The research team identified 19 such publications [of randomized trial studies that compared the use of amyloid-reducing monoclonal antibodies (MABs) in patients with Alzheimer dementia] that evaluated the effects of 8 different MABs on a total of 23,202 participants. Neither the results of any single study nor the results of all combined studies showed quantitative evidence that MABs improved cognitive or day-to-day functional abilities beyond the measure of minimal clinically important differences (MCIDs). Conversely, the studies indicated that MABs consistently cause statistically significant harms and could increase patients’ risk of serious harms such as cerebral edema, hemorrhage, serious adverse events, and death. Additionally, these drugs are prohibitively expensive ($26,500 to $28,200 per year) and require regular MRI monitoring.
....
Although lab-based evidence shows that MABs may be a promising treatment for Alzheimer dementia, focusing on actual patient outcomes can provide a greater understanding of the potential benefits and harms of using MABs. This meta-analysis of recent clinical trials involving over 20,000 participants with Alzheimer dementia or similar cognitive impairments suggests that MABs have not been shown to lead to clinically significant improvements in cognitive or functional abilities and could potentially cause serious harm to patients taking these drugs.

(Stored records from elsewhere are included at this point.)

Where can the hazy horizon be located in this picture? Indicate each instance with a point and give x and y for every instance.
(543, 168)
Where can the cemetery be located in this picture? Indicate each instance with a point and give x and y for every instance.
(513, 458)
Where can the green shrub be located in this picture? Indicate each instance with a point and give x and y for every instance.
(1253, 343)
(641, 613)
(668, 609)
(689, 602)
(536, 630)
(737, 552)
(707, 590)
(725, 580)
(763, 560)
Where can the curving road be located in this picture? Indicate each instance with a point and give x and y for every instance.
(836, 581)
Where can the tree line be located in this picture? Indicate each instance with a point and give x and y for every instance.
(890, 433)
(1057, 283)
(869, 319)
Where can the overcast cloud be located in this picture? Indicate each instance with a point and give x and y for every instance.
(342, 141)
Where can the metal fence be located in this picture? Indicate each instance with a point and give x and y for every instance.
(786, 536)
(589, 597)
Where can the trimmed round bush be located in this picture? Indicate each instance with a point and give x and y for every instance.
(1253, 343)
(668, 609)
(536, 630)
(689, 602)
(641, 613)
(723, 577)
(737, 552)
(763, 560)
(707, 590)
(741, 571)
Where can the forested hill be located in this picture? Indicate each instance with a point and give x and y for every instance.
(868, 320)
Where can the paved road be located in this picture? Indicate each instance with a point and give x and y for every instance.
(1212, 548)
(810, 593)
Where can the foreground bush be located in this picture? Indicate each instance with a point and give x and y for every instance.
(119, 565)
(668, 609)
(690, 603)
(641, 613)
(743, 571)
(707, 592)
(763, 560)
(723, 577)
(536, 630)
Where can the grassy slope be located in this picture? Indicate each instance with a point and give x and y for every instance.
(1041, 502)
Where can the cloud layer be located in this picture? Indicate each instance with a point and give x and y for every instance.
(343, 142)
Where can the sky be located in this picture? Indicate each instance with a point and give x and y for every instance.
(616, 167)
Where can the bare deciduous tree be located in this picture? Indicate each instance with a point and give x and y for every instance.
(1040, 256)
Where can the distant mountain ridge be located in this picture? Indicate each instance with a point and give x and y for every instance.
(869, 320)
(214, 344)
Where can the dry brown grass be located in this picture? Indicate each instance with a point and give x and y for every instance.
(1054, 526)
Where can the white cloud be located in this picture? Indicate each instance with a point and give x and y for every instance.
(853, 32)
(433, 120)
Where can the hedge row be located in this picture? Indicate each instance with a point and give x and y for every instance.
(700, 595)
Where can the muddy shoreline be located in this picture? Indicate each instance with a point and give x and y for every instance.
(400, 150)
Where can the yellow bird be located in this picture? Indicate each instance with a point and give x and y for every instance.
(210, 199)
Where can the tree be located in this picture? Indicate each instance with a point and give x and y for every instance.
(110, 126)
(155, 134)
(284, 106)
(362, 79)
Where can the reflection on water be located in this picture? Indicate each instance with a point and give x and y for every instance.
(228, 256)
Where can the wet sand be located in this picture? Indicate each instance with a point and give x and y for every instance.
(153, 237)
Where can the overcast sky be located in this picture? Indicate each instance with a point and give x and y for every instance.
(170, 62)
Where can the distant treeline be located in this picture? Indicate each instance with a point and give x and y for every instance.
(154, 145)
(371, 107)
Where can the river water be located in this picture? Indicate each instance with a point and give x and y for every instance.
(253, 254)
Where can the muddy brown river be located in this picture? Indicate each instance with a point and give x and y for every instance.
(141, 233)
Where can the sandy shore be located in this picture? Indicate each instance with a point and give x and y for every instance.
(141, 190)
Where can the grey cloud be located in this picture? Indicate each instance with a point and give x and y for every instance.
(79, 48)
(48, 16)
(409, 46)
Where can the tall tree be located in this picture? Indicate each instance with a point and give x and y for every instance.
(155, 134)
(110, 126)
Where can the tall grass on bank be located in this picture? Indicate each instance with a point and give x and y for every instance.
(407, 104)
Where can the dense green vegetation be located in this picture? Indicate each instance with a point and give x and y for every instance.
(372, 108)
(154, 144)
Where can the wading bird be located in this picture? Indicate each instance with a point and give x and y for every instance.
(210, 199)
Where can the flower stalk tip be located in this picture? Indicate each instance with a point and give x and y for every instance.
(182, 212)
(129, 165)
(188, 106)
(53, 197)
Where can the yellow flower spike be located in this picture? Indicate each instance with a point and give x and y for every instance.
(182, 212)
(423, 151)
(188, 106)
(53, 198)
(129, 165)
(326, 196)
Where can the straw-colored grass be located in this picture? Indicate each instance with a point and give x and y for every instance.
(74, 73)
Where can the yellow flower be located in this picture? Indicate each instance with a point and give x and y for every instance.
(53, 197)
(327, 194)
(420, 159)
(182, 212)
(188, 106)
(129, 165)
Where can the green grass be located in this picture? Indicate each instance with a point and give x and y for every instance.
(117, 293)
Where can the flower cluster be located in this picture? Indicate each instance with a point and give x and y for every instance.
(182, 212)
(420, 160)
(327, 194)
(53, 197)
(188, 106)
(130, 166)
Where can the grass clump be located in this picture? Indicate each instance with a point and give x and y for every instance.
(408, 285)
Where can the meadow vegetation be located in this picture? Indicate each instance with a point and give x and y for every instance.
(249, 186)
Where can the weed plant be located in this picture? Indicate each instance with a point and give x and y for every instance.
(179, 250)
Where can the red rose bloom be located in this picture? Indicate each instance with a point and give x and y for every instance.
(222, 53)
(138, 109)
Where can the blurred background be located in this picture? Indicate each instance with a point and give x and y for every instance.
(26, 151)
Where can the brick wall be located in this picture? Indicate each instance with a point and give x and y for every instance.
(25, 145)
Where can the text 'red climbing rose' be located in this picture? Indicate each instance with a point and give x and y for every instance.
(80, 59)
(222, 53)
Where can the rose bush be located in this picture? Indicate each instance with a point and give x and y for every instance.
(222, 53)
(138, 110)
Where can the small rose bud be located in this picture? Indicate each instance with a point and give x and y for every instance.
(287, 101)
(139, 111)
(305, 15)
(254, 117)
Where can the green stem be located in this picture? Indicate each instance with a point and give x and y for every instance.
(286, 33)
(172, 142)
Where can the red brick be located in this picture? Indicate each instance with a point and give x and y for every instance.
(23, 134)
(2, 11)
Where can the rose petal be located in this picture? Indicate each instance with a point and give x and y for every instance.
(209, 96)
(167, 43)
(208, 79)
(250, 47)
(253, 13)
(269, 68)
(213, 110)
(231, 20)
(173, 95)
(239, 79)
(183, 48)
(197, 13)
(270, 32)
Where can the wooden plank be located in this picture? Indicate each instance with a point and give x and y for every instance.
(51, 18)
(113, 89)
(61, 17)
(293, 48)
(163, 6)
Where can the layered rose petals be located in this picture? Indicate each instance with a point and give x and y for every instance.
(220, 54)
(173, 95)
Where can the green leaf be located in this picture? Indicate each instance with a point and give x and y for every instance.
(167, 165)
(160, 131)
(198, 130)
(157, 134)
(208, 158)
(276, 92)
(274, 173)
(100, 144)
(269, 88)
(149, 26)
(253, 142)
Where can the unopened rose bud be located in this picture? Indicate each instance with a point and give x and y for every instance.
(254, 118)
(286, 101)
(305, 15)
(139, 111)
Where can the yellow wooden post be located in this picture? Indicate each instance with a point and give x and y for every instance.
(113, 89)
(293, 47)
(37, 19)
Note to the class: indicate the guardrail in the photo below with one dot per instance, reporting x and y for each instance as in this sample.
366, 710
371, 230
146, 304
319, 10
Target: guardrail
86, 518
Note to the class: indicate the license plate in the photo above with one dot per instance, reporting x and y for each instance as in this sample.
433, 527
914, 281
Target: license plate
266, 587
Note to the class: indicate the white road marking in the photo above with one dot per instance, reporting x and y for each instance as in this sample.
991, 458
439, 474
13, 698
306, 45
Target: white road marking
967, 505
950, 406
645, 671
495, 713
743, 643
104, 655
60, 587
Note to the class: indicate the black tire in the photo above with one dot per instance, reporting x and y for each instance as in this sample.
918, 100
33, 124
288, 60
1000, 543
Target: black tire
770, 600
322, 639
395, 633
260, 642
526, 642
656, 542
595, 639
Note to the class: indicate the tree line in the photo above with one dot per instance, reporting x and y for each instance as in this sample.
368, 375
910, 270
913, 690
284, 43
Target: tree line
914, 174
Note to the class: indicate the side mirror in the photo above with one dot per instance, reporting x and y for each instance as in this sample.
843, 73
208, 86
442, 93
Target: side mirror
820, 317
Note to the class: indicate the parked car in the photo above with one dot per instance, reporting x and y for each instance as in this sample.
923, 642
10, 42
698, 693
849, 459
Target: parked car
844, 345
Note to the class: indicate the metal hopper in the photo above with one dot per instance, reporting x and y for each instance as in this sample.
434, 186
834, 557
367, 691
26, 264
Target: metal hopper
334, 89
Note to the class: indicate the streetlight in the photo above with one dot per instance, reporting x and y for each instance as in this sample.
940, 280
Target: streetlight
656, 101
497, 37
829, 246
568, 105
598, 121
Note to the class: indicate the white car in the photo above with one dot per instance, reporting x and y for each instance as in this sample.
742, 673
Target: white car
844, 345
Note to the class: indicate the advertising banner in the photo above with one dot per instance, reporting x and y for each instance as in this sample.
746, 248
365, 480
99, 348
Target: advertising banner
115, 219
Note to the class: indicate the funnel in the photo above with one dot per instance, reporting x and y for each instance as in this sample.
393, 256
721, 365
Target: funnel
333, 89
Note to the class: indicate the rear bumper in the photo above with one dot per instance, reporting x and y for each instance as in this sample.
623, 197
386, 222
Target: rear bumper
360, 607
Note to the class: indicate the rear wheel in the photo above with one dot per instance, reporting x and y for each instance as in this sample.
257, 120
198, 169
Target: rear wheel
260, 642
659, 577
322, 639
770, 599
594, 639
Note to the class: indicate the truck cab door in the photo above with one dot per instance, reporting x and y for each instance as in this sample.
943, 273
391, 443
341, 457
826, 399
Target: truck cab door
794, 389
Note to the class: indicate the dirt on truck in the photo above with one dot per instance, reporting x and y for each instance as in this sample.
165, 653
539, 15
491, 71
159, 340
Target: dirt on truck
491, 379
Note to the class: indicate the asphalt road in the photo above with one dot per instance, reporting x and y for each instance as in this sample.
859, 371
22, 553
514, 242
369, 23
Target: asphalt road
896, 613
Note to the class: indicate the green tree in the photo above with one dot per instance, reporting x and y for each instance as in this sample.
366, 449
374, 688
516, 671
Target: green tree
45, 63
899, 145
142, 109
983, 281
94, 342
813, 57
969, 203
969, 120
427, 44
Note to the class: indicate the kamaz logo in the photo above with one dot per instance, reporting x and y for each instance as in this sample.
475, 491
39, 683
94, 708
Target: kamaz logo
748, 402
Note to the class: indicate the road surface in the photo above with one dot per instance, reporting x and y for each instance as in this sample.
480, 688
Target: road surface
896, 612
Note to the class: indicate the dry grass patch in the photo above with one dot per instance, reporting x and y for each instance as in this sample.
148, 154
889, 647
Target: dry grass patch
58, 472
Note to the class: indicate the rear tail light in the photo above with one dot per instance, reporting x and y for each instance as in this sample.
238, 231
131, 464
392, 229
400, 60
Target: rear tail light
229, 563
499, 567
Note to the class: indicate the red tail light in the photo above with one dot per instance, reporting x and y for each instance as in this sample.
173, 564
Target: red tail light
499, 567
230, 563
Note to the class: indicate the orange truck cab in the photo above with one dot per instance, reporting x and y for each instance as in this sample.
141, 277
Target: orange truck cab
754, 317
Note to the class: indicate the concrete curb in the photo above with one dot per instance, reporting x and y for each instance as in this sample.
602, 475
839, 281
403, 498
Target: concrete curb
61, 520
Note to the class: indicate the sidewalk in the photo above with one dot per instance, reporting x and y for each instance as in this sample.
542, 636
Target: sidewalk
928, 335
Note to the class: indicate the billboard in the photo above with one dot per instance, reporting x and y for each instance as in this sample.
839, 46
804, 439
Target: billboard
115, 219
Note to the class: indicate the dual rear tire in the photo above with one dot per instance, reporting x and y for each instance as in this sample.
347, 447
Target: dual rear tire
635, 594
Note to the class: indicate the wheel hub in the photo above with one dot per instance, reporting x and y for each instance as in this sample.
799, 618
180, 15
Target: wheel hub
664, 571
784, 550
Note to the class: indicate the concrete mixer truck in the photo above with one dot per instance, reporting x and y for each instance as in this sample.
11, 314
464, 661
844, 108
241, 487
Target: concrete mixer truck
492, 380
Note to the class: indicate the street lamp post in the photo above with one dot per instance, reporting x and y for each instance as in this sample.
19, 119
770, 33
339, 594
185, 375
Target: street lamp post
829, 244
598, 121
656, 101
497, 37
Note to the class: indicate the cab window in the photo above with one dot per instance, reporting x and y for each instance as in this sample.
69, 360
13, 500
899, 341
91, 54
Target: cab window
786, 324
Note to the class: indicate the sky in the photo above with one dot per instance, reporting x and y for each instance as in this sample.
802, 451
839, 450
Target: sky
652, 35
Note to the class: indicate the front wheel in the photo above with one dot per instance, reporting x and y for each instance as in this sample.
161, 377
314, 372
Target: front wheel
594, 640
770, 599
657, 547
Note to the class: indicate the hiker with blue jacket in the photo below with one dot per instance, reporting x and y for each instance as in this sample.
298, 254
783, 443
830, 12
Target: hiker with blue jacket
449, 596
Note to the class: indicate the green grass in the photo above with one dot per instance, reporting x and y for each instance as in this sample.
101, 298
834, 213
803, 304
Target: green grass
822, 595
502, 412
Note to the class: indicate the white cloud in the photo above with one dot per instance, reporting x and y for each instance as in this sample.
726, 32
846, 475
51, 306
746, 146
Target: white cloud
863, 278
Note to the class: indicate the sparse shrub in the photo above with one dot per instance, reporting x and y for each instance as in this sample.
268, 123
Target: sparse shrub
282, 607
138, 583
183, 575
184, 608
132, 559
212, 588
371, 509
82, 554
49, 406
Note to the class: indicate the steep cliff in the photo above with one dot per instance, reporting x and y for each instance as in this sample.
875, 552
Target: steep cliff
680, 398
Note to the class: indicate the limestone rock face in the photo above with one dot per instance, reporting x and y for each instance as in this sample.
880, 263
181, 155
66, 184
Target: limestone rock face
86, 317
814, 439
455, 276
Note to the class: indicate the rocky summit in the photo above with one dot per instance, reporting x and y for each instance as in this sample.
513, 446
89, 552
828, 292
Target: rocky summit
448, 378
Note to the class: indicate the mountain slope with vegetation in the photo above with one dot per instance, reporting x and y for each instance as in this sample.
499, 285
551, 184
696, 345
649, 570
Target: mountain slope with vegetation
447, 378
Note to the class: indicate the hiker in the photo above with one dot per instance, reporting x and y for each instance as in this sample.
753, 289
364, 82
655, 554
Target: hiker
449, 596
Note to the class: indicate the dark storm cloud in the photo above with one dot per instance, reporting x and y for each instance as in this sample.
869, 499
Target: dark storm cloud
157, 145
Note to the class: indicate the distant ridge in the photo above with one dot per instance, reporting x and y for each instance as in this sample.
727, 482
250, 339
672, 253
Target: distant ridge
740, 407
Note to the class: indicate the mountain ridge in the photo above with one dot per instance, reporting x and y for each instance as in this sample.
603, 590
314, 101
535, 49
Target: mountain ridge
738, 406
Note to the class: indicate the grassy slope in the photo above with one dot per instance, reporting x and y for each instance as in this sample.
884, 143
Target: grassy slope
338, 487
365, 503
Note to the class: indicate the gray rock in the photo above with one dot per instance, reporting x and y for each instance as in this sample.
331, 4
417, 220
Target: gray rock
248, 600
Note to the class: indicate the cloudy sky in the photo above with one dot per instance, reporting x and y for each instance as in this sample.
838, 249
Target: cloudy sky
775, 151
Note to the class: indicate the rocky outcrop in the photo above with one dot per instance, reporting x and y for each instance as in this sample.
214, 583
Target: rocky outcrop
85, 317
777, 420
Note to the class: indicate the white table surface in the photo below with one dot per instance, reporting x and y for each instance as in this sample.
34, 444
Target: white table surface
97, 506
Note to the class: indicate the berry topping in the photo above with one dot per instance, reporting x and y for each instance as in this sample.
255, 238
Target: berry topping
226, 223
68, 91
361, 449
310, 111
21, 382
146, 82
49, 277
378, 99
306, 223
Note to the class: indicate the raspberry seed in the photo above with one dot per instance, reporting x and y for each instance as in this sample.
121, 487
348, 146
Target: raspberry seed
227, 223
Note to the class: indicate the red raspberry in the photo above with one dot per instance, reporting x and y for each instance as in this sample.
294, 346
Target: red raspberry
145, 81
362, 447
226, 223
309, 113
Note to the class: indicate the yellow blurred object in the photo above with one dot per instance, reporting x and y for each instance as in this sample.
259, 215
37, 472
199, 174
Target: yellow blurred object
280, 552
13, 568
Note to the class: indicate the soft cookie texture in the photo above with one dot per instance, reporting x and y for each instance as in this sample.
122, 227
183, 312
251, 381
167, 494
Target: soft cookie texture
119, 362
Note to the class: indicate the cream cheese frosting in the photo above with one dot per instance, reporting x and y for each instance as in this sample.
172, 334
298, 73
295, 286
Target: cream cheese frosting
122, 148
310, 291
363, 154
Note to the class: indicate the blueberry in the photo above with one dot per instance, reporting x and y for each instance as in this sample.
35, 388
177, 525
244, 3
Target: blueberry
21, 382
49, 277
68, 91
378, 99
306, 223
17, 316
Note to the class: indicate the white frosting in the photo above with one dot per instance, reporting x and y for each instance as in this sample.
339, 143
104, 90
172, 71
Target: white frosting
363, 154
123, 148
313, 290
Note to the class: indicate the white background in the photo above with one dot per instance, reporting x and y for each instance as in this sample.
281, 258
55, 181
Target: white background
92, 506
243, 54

But the currently-approved Alzheimer's MAB drugs all had "successful" clinical trials. Clinical endpoints were all achieved.

What, then, should count? The achievement of rigidly narrow clinical endpoints? Or overall patient health? How will blarcamesine and Anavex 3-71 be evaluated? Like the clinical trials involving the MABs? Neither Anavex drug is a monoclonal antibody. They don't provoke the problems MABs do. Mal-directed immune responses are not involved in Anavex sigma-1 receptor activation.